Sex-stimulating aromas are usually wax or fat based which when undiluted can be fairly unpleasant but when diluted “bloom” into low, sweet, deep or warm fragrances suggestive of body heat.  Musk, ambergris and civet are examples; unfortunately for the animals, very few plants carry this effect, but synthetics are available that often come close.     
Intoxicating fragrances, such as jasmine and ylang ylang, are usually floral, sweet, heady and soft.  They create languor and relaxation, dulling the senses and slowing reactions.  In excess, they can cause headache or nausea.
Refreshing aromas have a sharp, clean, high and piercing quality, such as mint, lavender, evergreen, citrus and camphor.  These scents stimulate and awaken, and large amounts can clear the sinuses.    Rosemary and eucalyptus are other examples.

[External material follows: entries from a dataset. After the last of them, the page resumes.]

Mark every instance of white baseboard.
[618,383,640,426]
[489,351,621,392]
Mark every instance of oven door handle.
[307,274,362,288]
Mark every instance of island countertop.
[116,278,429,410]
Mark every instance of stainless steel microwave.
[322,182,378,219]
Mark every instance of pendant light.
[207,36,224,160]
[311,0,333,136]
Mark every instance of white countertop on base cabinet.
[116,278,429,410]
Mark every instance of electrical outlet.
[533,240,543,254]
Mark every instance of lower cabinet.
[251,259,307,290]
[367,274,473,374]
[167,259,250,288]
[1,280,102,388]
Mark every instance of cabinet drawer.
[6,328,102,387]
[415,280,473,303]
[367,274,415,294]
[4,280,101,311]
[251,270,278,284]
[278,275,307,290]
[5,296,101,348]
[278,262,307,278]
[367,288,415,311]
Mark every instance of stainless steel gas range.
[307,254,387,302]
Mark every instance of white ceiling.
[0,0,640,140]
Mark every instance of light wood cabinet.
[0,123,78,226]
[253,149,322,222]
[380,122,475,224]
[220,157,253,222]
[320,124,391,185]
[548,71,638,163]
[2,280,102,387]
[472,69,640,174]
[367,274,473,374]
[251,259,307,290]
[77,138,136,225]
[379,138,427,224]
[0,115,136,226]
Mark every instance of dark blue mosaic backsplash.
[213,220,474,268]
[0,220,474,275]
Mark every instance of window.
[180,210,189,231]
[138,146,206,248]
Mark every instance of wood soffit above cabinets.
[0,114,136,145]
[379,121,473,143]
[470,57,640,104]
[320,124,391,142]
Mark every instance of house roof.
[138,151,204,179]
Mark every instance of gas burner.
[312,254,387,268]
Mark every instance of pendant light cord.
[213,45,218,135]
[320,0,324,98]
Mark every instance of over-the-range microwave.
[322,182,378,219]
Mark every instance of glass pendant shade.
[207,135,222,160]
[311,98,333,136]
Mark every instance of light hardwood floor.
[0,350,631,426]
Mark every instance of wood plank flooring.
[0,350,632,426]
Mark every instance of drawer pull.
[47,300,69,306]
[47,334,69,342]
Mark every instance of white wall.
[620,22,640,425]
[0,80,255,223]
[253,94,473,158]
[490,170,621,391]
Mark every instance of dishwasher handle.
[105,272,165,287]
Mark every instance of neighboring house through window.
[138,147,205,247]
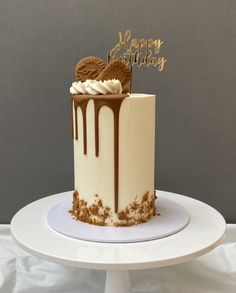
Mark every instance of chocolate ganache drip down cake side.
[70,57,156,226]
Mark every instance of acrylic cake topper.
[71,30,167,95]
[107,30,167,71]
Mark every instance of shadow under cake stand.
[11,191,226,293]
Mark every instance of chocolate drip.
[72,96,89,155]
[72,94,128,213]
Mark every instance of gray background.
[0,0,236,223]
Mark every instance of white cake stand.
[11,191,226,293]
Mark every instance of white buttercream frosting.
[70,79,122,95]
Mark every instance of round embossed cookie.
[75,56,106,82]
[96,59,131,87]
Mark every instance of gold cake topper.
[107,30,167,71]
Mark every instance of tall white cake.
[70,56,156,226]
[70,94,155,226]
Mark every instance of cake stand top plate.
[11,191,226,269]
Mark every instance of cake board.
[47,197,190,243]
[11,191,226,293]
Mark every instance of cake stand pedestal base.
[11,191,226,293]
[105,270,132,293]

Stimulating aromas are similar to refreshing but tend to be more bitter, dry or spicy in quality; woods, mosses, seeds, roots, resins and some leaves fall into this category.  They are said to invoke intellectual and physical stimulation.  Mint and eucalyptus are included in this category (as mentioned, some plants fall into more than one category), as are bergamot and other citrus fruits, and the fruit of black peppercorns.
Another classification system is based on fragrance quality or effect on emotions and physical sensations, and takes an either/or approach.  For example, is a fragrance faint or intense, fresh or stale, sharp or dull, robust or feeble, pungent or bland?

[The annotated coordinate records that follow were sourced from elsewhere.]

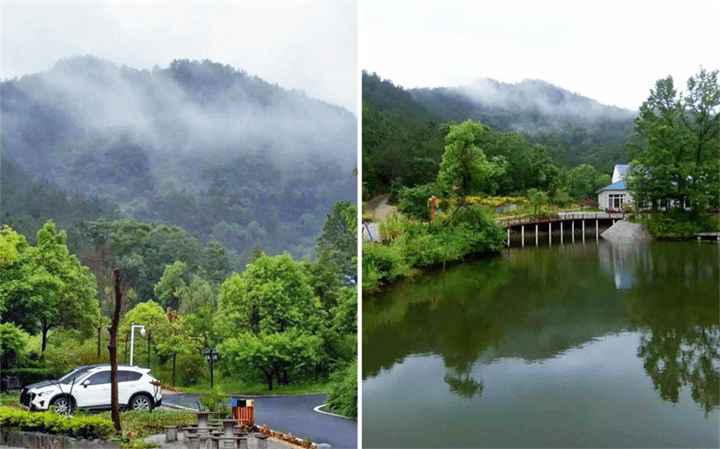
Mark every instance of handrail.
[498,212,626,227]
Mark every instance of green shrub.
[362,242,410,292]
[0,323,29,369]
[3,368,55,385]
[118,408,197,438]
[362,206,505,293]
[327,359,358,419]
[0,407,115,438]
[398,184,435,221]
[379,214,408,240]
[176,353,207,385]
[645,210,718,240]
[200,386,230,418]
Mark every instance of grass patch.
[0,393,20,405]
[182,378,331,395]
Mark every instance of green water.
[362,240,720,448]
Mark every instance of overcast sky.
[0,0,359,114]
[360,0,720,110]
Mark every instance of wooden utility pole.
[108,269,122,434]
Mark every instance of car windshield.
[58,366,90,384]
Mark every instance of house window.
[610,193,625,210]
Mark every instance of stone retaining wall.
[0,430,121,449]
[600,220,653,243]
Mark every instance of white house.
[597,164,632,210]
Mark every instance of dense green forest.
[0,56,357,270]
[362,72,634,199]
[0,56,357,416]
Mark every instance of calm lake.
[362,239,720,448]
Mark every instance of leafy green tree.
[317,201,357,282]
[0,221,100,352]
[398,184,435,220]
[628,69,720,212]
[0,323,28,368]
[120,300,169,368]
[0,225,25,268]
[215,253,324,338]
[218,329,323,390]
[153,261,187,309]
[527,189,548,215]
[156,309,205,386]
[567,164,607,202]
[435,120,505,209]
[327,359,358,419]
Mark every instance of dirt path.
[365,193,397,223]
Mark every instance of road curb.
[313,404,355,421]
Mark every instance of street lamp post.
[205,348,220,388]
[130,322,145,366]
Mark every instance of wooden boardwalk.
[498,212,626,227]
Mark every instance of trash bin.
[231,399,255,426]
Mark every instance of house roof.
[597,181,627,193]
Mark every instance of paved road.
[163,394,357,449]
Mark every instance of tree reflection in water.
[603,242,720,417]
[362,242,720,417]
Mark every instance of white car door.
[73,371,110,408]
[118,370,142,405]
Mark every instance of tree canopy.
[628,69,720,211]
[0,221,100,352]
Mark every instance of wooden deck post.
[548,221,552,246]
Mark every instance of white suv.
[20,365,162,414]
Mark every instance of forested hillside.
[363,72,635,193]
[0,56,357,269]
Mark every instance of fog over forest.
[0,55,357,266]
[409,78,637,133]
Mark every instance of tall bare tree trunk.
[108,270,122,434]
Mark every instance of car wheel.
[50,396,75,415]
[130,394,152,410]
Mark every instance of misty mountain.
[0,56,357,266]
[408,78,636,133]
[362,71,636,192]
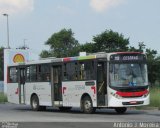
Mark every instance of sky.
[0,0,160,58]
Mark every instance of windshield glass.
[110,63,148,87]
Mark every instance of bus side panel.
[7,83,19,104]
[62,80,97,107]
[108,88,150,107]
[25,82,52,106]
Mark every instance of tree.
[93,30,129,52]
[0,47,4,81]
[79,43,97,53]
[41,29,79,57]
[40,50,52,58]
[146,49,160,85]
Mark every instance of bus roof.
[8,52,143,66]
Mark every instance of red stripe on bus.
[116,90,148,97]
[91,86,96,94]
[15,88,19,94]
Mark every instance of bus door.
[52,65,62,106]
[19,67,25,104]
[97,60,107,106]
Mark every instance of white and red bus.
[7,52,149,113]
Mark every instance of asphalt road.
[0,103,160,128]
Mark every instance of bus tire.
[82,96,95,114]
[115,107,127,114]
[31,95,41,111]
[59,107,72,112]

While most aromas are subjectively described, there are some that most agree fall into certain categories, such as wintergreen:  most folks will agree that it is “cool” but it is also “bright”, “intense” and “animated” as well.  And when it comes to the smell of patchouli, opinions also intense and animated – people either love it or hate it.  I think a little goes a long way.
Celebrating the gift of our sense of smell, here is a recipe for a delicious body oil which I have never shared with anyone! Put the drops of essential oil into a little one-ounce apothecary bottle (or other suitable glass container), then fill with almond oil. You can then use this “stock scent” to scent other oil, or unscented shampoo or your bath. I know the rose oil is expensive, but you could use Wild Rose Body Oil made by Weleda in it’s place as it is made with real rose absolute (not synthetic oil).
Temple Flowers Essential Oil Blend
sandalwood oil 10 drops
rose oil 35 drops
ylang ylang oil 10 drops
benzoin oil 10 drops
rosewood oil 5 drops
sweet orange oil 5 drops
Blend altogether in a 1-ounce bottle,
fill bottle with almond oil,
then use to scent a larger bottle of almond oil.